I sat down just now with the aim of diving right into this topic, but as I tend to do before I start writing, I run a search or two to see what else has been written on the topic that turns up on page one of Google. Amidst the ten articles on the topic that came up, this one caught my eye–“5 Reasons Why Your Small Business Shouldn’t Start Blogging.” To save you the time of reading it (not that it’s not worth reading, of course!), it basically says that if you don’t have a realistic goal, if you don’t use social media, if you don’t trust who writes for you, if you don’t like the comments, or if you don’t have the time–don’t bother. It’s a backhanded way of explaining what you need to do when you blog and why.
So before you even start to think about what to write about, you should also make sure you’re planning to use social media, you’re cool with who’s going to write the thing, you’re ready to respond to comments and engage with your readers, and you’re going to make the time to do it. Are you ready to do that stuff? Yes? Then keep reading.
Now you’ve got to write something. Before you start, make sure you’ve asked yourself: who do I want to reach? Who is my market? Who do I want to care about what I have to say? If you start the writing process by putting your audience first, you’re already on your way to engaging people. This will also help your creativity flow more easily by giving it parameters. It’s easier to choose something when you’re not dealing with too many options.
But there are still a lot of options! So here are some considerations to get you ready to share your expertise.
Anyone who’s been around the block a few times has stories to tell. You learned your trade somewhere, from particular people–who are they? What made them special? What did you learn from them? How about your co-workers? What lessons have you learned from the things that have happened to you and the people around you?

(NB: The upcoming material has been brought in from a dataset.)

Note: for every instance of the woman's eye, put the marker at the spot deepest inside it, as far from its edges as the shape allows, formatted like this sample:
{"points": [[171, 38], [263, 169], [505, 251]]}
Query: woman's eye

I used to work in retail, and so did my wife. We could post a different story about customers every day for a year with all the crazy crap we’ve encountered. I couldn’t count how many shifts we followed by venting over the day’s insanity over beer and fries. (We worked in the same plaza, where there was a restaurant with a bar. A dangerous, yet awesome combination.) You probably have a lot of stories you could tell. Ask yourself–how do you wish those situations could have been handled differently? What lessons could you teach them so the conflict could be averted in the future?
FAQ you: frequently asked questions
A great assignment to try is a frequently asked questions list. What concerns do your customers have about your product, service or industry? What do you know that they don’t? Do you get the same questions again and again? (Personally, I’d love to see a not-so-frequently asked questions page: what are the most ridiculous questions you’ve ever been asked?) Even writing just a paragraph on a blog to answer a single question you’ve been asked is worth posting. Frequency trumps length when it comes to posting.
Reinvent the wheel
Check out your competition. Do any of them have blogs? Are there blogs about your industriy? Hop on a search engine and search for “blog (your industry)”. See what sites out there are devoted to your profession. They set the bar. Even if you can’t leap over their bar, you can still write about the things they write about, as you see them. You’ve had experiences. What were they? What did you learn? How did you learn it? You can write about what other people write about if you use your life as your inspiration.